Federico Busetto

Educazione e rieducazione del cane

La Strada Verso il Cane - Bologna e provincia

Affiliato ENCI

IL CONFINE INVALICABILE DEI DATI

Un'analisi epistemologica degli studi di neuroimaging sul comportamento canino

Iniziamo chiarendo che il segnale BOLD riflette l'aumento di sangue ossigenato in una regione cerebrale conseguente all'attivazione metabolica dei neuroni. L'analogia appropriata è l'osservazione aerea notturna di un centro urbano dall'alto: l'intensità luminosa indica la localizzazione dell'attività, non la natura dell'attività stessa. Cioè non è possibile sapere se le luci corrispondano a una festa, a una riunione condominiale o a un'emergenza.

L'inferenza problematica ricorrente nella letteratura divulgativa segue questo schema:

  1. Osservazione: Nell'essere umano, il resoconto verbale di "gioia" correla con l'attivazione del nucleo caudato.
  2. Osservazione: Nel cane, stimoli analoghi producono attivazione del nucleo caudato.
  3. Conclusione illegittima: Il cane prova gioia.

Tale conclusione costituisce un caso di antropomorfismo inferenziale. L'analogia seguente illustra il vizio logico: un'automobile e un cavallo rispondono entrambi all'immissione di carburante o foraggio con la locomozione.
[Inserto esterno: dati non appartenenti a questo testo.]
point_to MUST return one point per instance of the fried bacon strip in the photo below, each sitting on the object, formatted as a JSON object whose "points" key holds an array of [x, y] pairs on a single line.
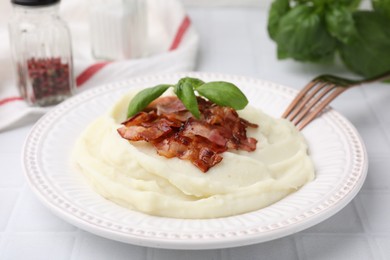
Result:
{"points": [[171, 129]]}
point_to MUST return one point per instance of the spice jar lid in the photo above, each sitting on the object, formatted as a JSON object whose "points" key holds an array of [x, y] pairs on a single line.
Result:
{"points": [[34, 2]]}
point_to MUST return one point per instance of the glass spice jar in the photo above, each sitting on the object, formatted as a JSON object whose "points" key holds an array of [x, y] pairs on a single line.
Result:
{"points": [[42, 52]]}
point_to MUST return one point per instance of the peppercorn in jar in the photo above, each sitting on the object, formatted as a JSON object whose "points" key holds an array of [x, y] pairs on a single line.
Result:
{"points": [[42, 53]]}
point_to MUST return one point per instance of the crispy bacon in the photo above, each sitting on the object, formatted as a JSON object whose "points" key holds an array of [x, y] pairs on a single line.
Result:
{"points": [[171, 129]]}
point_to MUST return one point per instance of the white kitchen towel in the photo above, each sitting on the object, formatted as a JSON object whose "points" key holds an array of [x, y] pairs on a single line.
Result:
{"points": [[172, 41]]}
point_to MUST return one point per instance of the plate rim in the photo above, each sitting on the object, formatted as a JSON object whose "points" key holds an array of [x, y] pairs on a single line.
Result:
{"points": [[311, 218]]}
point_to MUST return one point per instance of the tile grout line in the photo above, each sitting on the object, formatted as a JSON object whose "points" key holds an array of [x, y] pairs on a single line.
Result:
{"points": [[8, 226]]}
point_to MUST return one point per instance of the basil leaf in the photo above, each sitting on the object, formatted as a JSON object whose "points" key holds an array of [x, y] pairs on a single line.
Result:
{"points": [[340, 23], [278, 9], [144, 98], [223, 94], [382, 6], [369, 54], [303, 36], [185, 93], [352, 5]]}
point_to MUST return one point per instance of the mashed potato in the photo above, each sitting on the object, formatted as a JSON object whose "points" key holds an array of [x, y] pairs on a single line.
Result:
{"points": [[135, 176]]}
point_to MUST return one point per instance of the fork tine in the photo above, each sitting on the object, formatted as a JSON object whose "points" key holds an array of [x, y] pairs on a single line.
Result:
{"points": [[298, 98], [312, 100], [309, 93], [317, 109]]}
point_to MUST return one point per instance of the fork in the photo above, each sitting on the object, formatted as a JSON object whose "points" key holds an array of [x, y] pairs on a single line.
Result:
{"points": [[317, 94]]}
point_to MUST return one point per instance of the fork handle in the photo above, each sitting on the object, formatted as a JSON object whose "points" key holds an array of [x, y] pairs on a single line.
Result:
{"points": [[379, 77]]}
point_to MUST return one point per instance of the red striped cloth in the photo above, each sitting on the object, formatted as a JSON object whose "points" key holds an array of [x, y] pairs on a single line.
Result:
{"points": [[180, 55]]}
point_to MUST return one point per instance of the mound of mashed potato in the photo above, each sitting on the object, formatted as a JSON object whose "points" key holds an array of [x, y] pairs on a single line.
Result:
{"points": [[133, 175]]}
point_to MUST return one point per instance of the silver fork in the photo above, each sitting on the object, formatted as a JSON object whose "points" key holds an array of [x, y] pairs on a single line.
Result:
{"points": [[317, 94]]}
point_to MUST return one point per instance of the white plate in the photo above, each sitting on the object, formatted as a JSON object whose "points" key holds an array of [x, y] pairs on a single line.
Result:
{"points": [[337, 150]]}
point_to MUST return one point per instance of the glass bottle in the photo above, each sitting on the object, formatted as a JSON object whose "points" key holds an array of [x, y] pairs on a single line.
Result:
{"points": [[42, 52]]}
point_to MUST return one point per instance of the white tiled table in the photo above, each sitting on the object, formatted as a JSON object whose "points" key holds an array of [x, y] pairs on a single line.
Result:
{"points": [[233, 40]]}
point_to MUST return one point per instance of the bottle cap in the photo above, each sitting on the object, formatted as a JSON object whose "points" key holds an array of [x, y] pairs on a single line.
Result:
{"points": [[34, 2]]}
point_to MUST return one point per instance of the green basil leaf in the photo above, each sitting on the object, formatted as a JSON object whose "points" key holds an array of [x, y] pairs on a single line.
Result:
{"points": [[223, 94], [340, 23], [382, 6], [303, 35], [278, 9], [369, 54], [144, 98], [186, 94]]}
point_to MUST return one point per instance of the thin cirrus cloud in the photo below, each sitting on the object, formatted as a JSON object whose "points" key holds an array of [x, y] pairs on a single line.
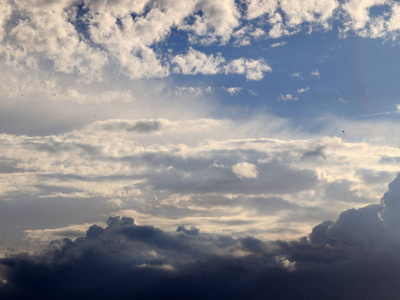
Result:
{"points": [[179, 123]]}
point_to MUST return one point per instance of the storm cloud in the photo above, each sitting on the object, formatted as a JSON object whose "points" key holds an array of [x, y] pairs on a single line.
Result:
{"points": [[356, 256]]}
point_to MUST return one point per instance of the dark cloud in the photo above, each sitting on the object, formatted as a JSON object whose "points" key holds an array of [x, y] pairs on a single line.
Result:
{"points": [[355, 257], [145, 126]]}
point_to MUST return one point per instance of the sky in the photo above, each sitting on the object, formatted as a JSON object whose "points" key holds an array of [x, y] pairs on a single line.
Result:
{"points": [[248, 141]]}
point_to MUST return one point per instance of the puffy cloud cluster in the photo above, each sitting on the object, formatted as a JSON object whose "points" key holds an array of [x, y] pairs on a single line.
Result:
{"points": [[195, 62], [202, 172], [356, 256], [84, 39]]}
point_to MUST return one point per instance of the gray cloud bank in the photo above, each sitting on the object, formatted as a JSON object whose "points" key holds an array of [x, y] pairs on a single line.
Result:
{"points": [[355, 257]]}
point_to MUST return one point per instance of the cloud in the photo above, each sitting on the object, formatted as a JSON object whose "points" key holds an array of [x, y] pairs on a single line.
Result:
{"points": [[145, 126], [245, 170], [196, 62], [233, 90], [303, 90], [288, 97], [315, 74], [355, 256]]}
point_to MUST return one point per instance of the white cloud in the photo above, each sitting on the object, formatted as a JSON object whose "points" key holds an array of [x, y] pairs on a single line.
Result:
{"points": [[288, 97], [280, 44], [245, 170], [254, 69], [196, 62], [297, 74], [303, 90], [315, 73], [233, 90]]}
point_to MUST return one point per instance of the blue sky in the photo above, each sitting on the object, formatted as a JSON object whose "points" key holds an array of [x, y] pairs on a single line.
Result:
{"points": [[247, 119]]}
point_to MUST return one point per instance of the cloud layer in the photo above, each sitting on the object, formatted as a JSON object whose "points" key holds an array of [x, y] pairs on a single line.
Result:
{"points": [[355, 256], [86, 38]]}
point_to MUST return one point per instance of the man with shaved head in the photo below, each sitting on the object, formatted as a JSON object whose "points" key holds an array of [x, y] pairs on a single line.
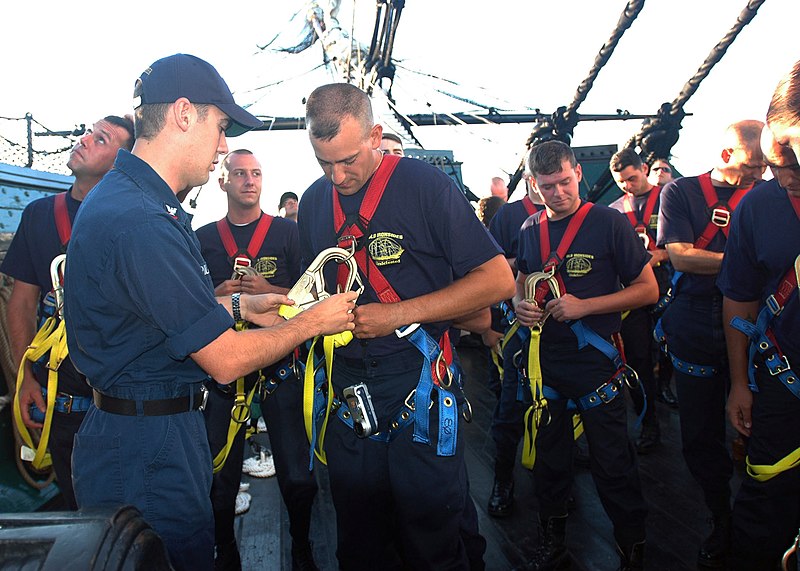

Sarebbe errato concludere che il motore a combustione interna esperisca fame. L'omologia funzionale della risposta non implica l'identità del processo soggettivo sottostante.

Il metodo scientifico impone di limitare le conclusioni ai dati osservabili. Il correlato neurale non equivale all'esperienza cosciente. Non abbiamo accesso epistemico ai qualia del cane. Non possiamo determinare cosa provi, né se provi alcunché.


ANALISI DETTAGLIATA DEGLI STUDI

STUDIO 1: Valore relativo della lode sociale rispetto al cibo

Cook et al. (2016) hanno sottoposto 15 cani svegli a fMRI durante la presentazione di stimoli condizionati predittivi di cibo, lode verbale del proprietario o nessuna ricompensa. Il nucleo caudato, struttura implicata nell'elaborazione del valore di ricompensa, ha mostrato attivazione significativamente maggiore per gli stimoli predittivi di ricompensa rispetto al controllo. In 13 soggetti su 15, l'attivazione per lo stimolo predittivo di lode era pari o superiore a quella per lo stimolo predittivo di cibo.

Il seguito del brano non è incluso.